PELALAWAN - Upaya pemadaman Kebakaran Hutan dan Lahan (Karhutla) di Kelurahan Teluk Meranti, Kecamatan Teluk Meranti, Kabupaten Pelalawan, Riau, kembali dilanjutkan pada Selasa (27/1/2026).
Hingga hari keempat, api belum sepenuhnya berhasil dipadamkan karena masih bertahan di sejumlah titik pada lahan gambut yang cukup dalam.
Tim gabungan lintas instansi masih berada di lokasi untuk melakukan pemadaman lanjutan dan pendinginan.
Meski intensitas api telah jauh berkurang dibandingkan hari-hari sebelumnya, asap tebal masih menyelimuti area kebakaran dan menyulitkan petugas di lapangan.
Kepala Dinas Pemadam Kebakaran dan Penyelamatan (DPKP) Kabupaten Pelalawan, Indra Putra menyatakan, proses pemadaman masih terus berlangsung karena api belum benar-benar padam total.
“Pagi ini tim masih fokus di Teluk Meranti. Karhutla belum padam sepenuhnya, masih ada api di beberapa titik dan asap juga masih pekat,” ujar Indra Putra.
Asap yang muncul dari sisa pembakaran semak belukar tersebut menghambat jarak pandang petugas gabungan saat melakukan penyiraman dan pendinginan area.
Kondisi ini memperlambat proses pemadaman, terutama karena karakteristik lahan yang terbakar merupakan gambut dalam.
Berdasarkan estimasi sementara, luas lahan yang terdampak kebakaran mencapai sekitar 5 hektare, berada di kawasan semak belukar di sekitar Kanal Koprasi, Kelurahan Teluk Meranti.
Api diketahui telah membara sejak Sabtu (24/1/2026) dan terus dilakukan penanganan secara intensif.
Indra menjelaskan, kedalaman gambut menjadi tantangan utama dalam pemadaman karena api dapat menjalar di bawah permukaan tanah.
“Kedalaman gambutnya lebih dari dua meter. Ini sudah hari keempat pemadaman. Mudah-mudahan bisa segera tuntas,” tukasnya.

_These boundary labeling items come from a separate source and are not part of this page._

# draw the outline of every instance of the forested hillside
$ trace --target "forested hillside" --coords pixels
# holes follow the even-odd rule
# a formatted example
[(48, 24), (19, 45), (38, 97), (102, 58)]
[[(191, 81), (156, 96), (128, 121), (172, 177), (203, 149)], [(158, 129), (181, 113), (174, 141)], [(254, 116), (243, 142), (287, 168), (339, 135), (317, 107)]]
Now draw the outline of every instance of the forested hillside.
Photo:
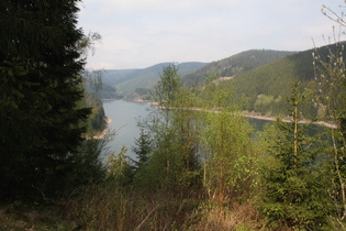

Puluhan personel dikerahkan dalam operasi pemadaman tersebut. Unsur yang terlibat antara lain DPKP Pelalawan, TNI, Polsek Teluk Meranti, Manggala Agni, Masyarakat Peduli Api (MPA), serta warga setempat. Selain itu, regu pemadam dari perusahaan seperti PT RAPP, PT Arara Abadi, PT SAU, dan PT GCN turut membantu di lapangan.
Tim gabungan menggunakan berbagai peralatan pemadam kebakaran untuk menjinakkan api, dilanjutkan dengan proses pendinginan di area yang masih mengeluarkan asap guna mencegah kebakaran kembali meluas.